La cucina è un ambiente familiare, dove tutti i giorni ci si intrattiene, ma perché non renderla anche un luogo educativo? Cucinare insieme al proprio bambino è comodo e può offrire molti vantaggi. Negli asili Montessoriani già da anni si pratica questo tipo di attività, introducendo così il bimbo in un contesto domestico.

Ecco pochi semplici passi per guidarvi in questa nuova avventura, per iniziare a cucinare con il proprio bambino, quali sono gli elementi da prendere in considerazione per avvicinarsi ad una esperienza unica e piacevole.

Tempo: pensiamo ad un momento particolare della giornata, libero dagli impegni quotidiani da dedicare totalmente alla cucina, senza pensieri;

Progetto: pensiamo a cosa potremo cucinare insieme a nostro figlio, partendo da cosa piace a noi e al nostro bambino, per avere tutti gli ingredienti già a portata di mano;

Fantasia: è giunto il momento di iniziare a sperimentare.

Non è necessario iniziare con compiti troppo complicati, da recenti sondaggi è emerso infatti che gran parte dei bambini si avvicinano al “focolare” già dai primi anni di vita con semplici attività, preparando ad esempio una merenda per sé, spalmando la confettura sul pane o sulle fette biscottate, oppure spremendo il succo degli agrumi. Imparare a cucinare insieme ad un adulto, è l’occasione giusta per tramandare ai più giovani il proprio testimone e le proprie conoscenze, ma anche sperimentare nuove ricette e questo aiuta i bambini a conoscere il cibo e ad avere un rapporto sano con esso.

La conoscenza delle materie prime è necessaria anche per avvicinare il bimbo a nuovi sapori, arricchendo in questo modo la sua dieta. Il bambino che impara a prendersi cura di sé, anche attraverso la cucina, diventa più autonomo ed acquisisce maggiore fiducia in se stesso. Cucinare significa preparare qualcosa per sé e per gli altri e l’atto di produrre porta il bimbo a vedere i risultati tangibili del proprio lavoro e ad offrire quanto fatto anche ad altre persone della famiglia.

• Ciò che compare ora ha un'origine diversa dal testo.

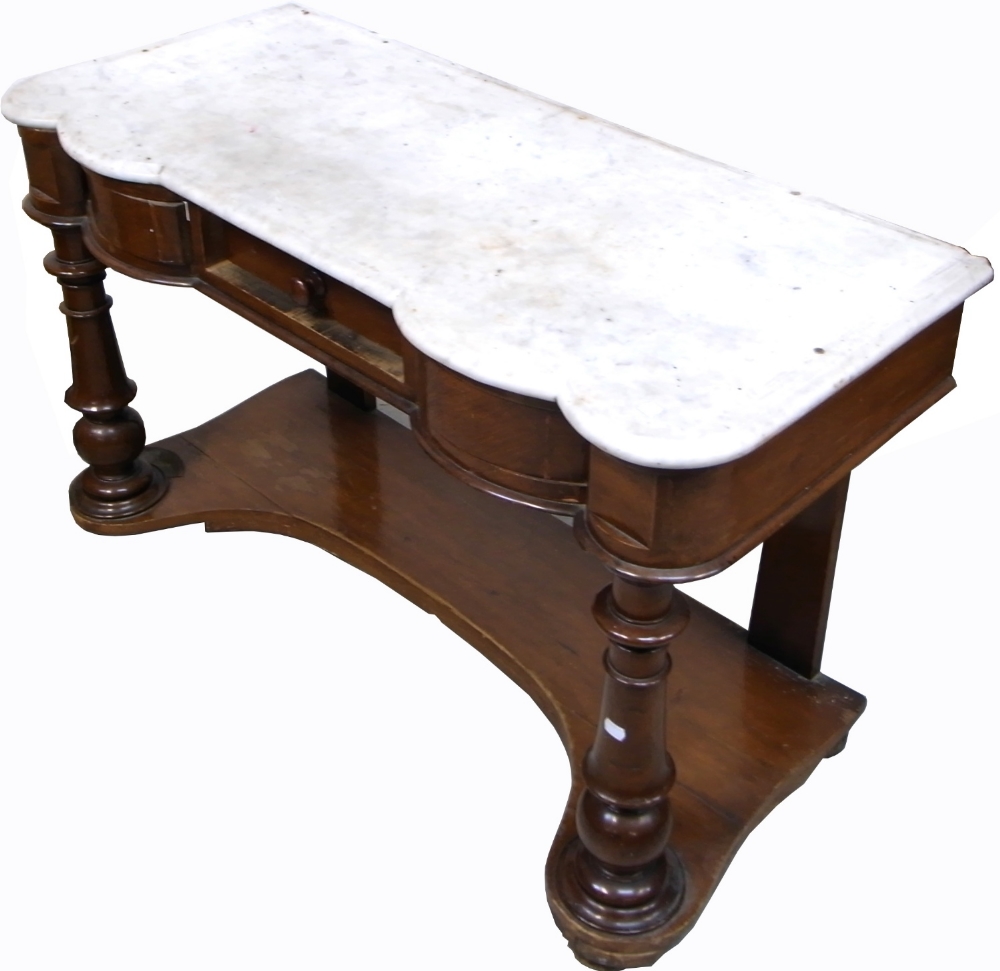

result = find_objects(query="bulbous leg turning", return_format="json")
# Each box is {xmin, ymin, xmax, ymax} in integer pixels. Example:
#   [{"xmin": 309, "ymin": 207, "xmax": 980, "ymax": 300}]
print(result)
[
  {"xmin": 555, "ymin": 573, "xmax": 688, "ymax": 934},
  {"xmin": 45, "ymin": 236, "xmax": 168, "ymax": 519}
]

Da non sottovalutare poi l’aspetto educativo e ludico del cucinare insieme ed il valore affettivo che il bambino può legare a questo appuntamento a lui dedicato dal genitore.

Ritagliamoci dunque un momento per trascorrere del tempo in cucina con i nostri figli, sarà un’esperienza emozionante e un’incredibile scoperta.